I picked the non-waterproof version of the Moab 3 because I knew I would be getting wet on this trip. This might seem counter intuitive, but this trip required more than the occasional romp through small puddles or sprinkling rain. I knew I would be swimming in these shoes, wading through waist-deep water, and braving desert storms where the landscape is prone to flash flooding. Instead of futile attempts to keep water out, I opted for the breathability and easy-draining mesh. The non-waterproof Moab 3 was able to let water quickly pass through, never mind my already soaked socks.
What the Merrell Moab 3 Hiking Shoes Do Worst
The weight and high heel drop are the downfalls of this shoe. These shoes will not perform optimally on longer or speedier hikes like backpacking, summiting, or trail running. The weight will slow you down and cause you to fatigue more quickly. The 11.5mm heel drop will eventually cause you to feel more of the stress diverted from your lower legs in your knees and hips. They’re lighter than a hiking boot, allowing for technical maneuvers, though perhaps not excelling at them. However, if you keep in mind that these are hiking shoes, not trail runners, you’ll be pleased with the Moab 3s.

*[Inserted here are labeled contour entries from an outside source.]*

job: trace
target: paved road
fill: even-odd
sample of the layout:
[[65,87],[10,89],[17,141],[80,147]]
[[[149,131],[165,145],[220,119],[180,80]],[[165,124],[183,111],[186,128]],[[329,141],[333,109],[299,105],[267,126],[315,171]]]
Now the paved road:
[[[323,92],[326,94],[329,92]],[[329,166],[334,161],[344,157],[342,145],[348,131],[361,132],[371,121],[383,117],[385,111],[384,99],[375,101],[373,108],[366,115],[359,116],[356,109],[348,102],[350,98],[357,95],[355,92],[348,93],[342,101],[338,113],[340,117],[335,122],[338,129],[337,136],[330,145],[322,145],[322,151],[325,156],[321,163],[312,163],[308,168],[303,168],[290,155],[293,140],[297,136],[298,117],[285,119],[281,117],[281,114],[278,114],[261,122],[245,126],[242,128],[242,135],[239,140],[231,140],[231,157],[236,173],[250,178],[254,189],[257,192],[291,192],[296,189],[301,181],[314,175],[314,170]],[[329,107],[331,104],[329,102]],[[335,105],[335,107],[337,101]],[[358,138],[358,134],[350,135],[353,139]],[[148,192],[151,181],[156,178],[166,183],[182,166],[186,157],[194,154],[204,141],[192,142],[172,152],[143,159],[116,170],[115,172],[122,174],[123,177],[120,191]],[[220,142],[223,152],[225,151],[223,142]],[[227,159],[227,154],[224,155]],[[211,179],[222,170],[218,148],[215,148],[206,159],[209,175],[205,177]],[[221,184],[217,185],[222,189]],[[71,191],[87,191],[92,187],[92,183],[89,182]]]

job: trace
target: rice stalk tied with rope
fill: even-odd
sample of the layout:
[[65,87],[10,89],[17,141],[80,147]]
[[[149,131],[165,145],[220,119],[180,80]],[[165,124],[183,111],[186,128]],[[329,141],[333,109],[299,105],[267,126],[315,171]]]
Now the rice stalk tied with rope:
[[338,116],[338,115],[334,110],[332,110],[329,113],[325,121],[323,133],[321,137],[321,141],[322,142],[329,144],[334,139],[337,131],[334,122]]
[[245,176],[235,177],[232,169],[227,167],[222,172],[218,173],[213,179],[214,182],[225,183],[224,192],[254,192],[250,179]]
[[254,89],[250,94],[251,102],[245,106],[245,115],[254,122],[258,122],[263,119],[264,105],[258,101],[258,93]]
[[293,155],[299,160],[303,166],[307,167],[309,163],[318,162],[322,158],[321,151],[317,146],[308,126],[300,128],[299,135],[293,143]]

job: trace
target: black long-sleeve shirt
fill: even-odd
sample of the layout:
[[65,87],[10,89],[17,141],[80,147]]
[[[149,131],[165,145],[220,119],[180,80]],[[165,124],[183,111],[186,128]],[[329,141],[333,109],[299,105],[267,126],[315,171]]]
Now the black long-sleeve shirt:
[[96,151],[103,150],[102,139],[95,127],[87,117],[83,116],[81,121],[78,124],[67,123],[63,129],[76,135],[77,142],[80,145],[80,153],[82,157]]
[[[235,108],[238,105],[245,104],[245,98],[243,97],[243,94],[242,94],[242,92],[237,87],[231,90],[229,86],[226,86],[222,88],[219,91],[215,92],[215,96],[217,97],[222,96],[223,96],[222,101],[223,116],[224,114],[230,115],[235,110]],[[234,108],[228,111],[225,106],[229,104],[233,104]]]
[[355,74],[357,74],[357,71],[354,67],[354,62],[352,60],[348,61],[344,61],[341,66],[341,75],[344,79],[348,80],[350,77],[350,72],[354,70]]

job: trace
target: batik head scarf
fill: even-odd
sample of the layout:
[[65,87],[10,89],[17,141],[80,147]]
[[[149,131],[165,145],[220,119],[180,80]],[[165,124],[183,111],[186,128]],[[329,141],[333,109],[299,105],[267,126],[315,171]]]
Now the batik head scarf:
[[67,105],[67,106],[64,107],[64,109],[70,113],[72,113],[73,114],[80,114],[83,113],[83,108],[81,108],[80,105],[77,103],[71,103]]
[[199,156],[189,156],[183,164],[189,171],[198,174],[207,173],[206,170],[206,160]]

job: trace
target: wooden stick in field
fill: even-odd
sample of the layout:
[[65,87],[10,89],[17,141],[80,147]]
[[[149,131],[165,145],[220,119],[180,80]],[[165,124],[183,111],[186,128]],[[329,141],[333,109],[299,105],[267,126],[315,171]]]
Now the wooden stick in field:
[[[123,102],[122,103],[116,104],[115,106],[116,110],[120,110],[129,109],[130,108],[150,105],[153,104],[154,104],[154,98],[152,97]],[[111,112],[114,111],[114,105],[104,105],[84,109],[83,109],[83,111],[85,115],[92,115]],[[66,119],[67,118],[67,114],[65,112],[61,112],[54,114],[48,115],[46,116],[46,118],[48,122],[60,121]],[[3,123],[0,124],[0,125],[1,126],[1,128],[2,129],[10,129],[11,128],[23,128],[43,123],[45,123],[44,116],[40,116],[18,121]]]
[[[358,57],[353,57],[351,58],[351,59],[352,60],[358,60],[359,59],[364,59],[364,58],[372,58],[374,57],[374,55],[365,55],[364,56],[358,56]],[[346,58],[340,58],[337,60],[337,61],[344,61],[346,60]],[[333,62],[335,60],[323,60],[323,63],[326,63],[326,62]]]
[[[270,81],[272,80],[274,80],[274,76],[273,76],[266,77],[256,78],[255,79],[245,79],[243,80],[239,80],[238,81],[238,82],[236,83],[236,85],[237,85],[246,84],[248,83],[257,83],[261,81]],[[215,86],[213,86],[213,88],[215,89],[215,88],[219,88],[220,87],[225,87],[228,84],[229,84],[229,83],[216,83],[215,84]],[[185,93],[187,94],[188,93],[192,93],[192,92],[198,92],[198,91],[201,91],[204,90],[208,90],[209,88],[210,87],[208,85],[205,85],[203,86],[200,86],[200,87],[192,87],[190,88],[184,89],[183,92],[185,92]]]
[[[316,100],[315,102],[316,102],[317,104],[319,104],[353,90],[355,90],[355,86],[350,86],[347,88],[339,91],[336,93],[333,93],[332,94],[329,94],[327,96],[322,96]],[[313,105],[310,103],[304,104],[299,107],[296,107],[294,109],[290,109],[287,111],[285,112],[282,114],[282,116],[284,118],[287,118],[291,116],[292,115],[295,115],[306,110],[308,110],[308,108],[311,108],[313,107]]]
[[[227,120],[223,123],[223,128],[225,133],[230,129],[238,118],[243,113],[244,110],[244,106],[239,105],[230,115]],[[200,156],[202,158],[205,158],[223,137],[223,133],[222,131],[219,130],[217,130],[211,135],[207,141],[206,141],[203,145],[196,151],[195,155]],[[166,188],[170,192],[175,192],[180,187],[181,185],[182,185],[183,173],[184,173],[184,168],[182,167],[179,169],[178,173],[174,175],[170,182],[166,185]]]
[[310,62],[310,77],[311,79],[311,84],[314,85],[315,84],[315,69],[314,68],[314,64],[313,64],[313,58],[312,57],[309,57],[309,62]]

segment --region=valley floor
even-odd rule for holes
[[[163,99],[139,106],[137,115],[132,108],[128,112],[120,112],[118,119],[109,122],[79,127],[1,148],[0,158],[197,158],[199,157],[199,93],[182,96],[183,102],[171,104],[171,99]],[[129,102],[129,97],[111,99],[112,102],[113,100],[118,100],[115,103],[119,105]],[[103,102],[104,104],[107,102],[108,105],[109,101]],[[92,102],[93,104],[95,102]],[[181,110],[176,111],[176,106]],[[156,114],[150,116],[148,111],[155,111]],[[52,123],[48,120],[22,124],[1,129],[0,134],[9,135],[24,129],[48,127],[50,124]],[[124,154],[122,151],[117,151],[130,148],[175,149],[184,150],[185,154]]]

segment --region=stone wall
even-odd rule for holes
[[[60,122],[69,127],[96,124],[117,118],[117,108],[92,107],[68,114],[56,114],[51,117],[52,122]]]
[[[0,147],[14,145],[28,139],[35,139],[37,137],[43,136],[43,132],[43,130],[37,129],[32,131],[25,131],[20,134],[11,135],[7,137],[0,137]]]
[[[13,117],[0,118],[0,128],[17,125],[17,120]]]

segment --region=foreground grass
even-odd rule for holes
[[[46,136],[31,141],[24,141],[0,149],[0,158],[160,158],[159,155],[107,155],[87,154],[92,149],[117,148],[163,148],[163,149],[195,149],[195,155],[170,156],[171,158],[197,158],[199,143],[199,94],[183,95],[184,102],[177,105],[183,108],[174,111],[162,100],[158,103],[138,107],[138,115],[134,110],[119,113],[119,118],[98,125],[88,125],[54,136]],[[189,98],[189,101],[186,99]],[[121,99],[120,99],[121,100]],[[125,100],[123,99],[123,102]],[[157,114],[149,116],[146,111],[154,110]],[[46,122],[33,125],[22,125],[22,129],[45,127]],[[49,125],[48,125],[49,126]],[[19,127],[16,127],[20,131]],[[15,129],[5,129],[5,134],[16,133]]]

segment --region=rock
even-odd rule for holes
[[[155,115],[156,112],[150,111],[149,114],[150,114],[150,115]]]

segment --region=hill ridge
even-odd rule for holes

If you’re looking for a three-season, reliable hiking shoe that’s lighter than a boot but sturdier than a tennis shoe, these are the shoes for you. Great for exploring and single digit mileage days, the Moab 3s will keep you comfortable. They’re decently breathable and feel stable underfoot with no break-in period necessary. Afterall, the best day hikes are ones where you’re more concerned with the scenery and who keeps eating around the raisins in the communal trail mix than with what kind of shoes you’re wearing.